Our first match was scheduled for 5pm on Friday, against a team of firemen from New York. There must have been a big fire out there, because they didn't show up for the competition, so we won by default.

Our next match was a "bye".

So far, so good: We are in the third round and haven't stroked a cue!

It's still the first night of the tournament, and our first real taste of a fight was scheduled for 10pm, but because of administrative delays, we didn't get started until close to midnight. I don't usually have a lot of fight left at that hour, but we don't get a choice of when we play.

Our competitors were a team from Daytona, Florida. Three other team members had their matches before me, so it was more like 1 AM before I chalked up. My match was against a senior citizen named Susie. She had that hardscrabble look of someone who spent a lifetime in bars: smoking, drinking, and shooting pool.

I started off real strong, sinking the first 6 balls with no trouble, and I was feeling pretty good about myself... but then I missed, and Susie finished the rack. And then the next one, and most of the next, and the next...

I've learned that it's not a good thing to look at a competitor, or get involved with them in any way. Just shoot the balls on the table, and ignore the person who leaves them for me. But there was something about Susie that caught my eye.

She seemed to be twitching in her hands like she was real nervous about shooting. Then it became obvious that she was like that on every shot. But it sure wasn't having any effect on her shot-making ability because she was making everything she shot at, even some seriously difficult shots.

When she would line up a shot, her hands and fingers would be shaking like dying leaves on a tree in a breeze. And then, at the very last second, she would somehow relax completely and execute these really excellent shots! Amazing. She had me mesmerized...

And soon enough, after 90 minutes of punishment, she had me beat. Game over. I just never really got going, never got into any rhythm...

Beat by an old woman with the palsy. How bad is that? So much for my debut at the National Championships!
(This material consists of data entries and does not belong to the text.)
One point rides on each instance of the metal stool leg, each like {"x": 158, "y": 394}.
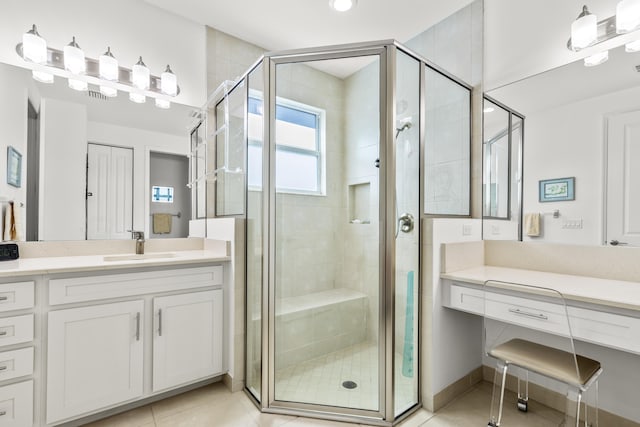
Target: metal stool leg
{"x": 501, "y": 371}
{"x": 523, "y": 392}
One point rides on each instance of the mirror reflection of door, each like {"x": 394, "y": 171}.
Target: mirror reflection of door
{"x": 169, "y": 216}
{"x": 109, "y": 192}
{"x": 623, "y": 180}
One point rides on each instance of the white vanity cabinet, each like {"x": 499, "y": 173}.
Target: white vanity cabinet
{"x": 187, "y": 338}
{"x": 95, "y": 358}
{"x": 118, "y": 338}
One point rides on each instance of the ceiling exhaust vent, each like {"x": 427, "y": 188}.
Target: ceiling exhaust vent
{"x": 97, "y": 95}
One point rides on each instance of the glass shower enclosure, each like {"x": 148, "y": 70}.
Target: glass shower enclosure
{"x": 331, "y": 145}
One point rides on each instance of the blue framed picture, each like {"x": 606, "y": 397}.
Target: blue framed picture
{"x": 14, "y": 167}
{"x": 556, "y": 190}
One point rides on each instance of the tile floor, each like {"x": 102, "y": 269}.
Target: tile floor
{"x": 215, "y": 406}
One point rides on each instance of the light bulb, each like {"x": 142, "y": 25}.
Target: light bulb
{"x": 627, "y": 16}
{"x": 108, "y": 66}
{"x": 108, "y": 91}
{"x": 584, "y": 30}
{"x": 34, "y": 47}
{"x": 42, "y": 76}
{"x": 76, "y": 84}
{"x": 342, "y": 5}
{"x": 169, "y": 82}
{"x": 74, "y": 58}
{"x": 596, "y": 59}
{"x": 632, "y": 46}
{"x": 140, "y": 75}
{"x": 138, "y": 98}
{"x": 162, "y": 103}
Inauspicious, to say the least. Maybe it was the cigarette smoke, maybe it was the late hour, maybe Susie was just a better player, maybe there are some excuses I haven't thought about yet, maybe all of the above. But excuses are irrelevant. I got beat by an old woman with the palsy. I figured it was going to take a long time to live that one down.

And then, things got even worse before they got better...

Our team lost that match, and by 3:30 AM we were all completely exhausted, but looking forward to our next match at 1 PM. We had plenty of time to sleep it off. This was a double elimination tournament, so we had one more chance to stay in the running.

The next team we faced was, by an amazing coincidence, from Bucks County, PA, the home of McCafferty Ford, the dealership my father started from scratch 50 years ago, and many of the team members currently worked there, so we got to talking like old friends, but when the action started they beat us real bad in the first match. Then we came back and won the second.

Finally it was my turn. I was matched against a player with a higher skill rating. The handicap system dictates that he needed 65 points to my 55. He sank the 9 ball on the opening break, and then ran most of the next 5 racks, (he was a really excellent player!!!) and I was well on my way to another defeat, even more humiliating than the one I got the previous night.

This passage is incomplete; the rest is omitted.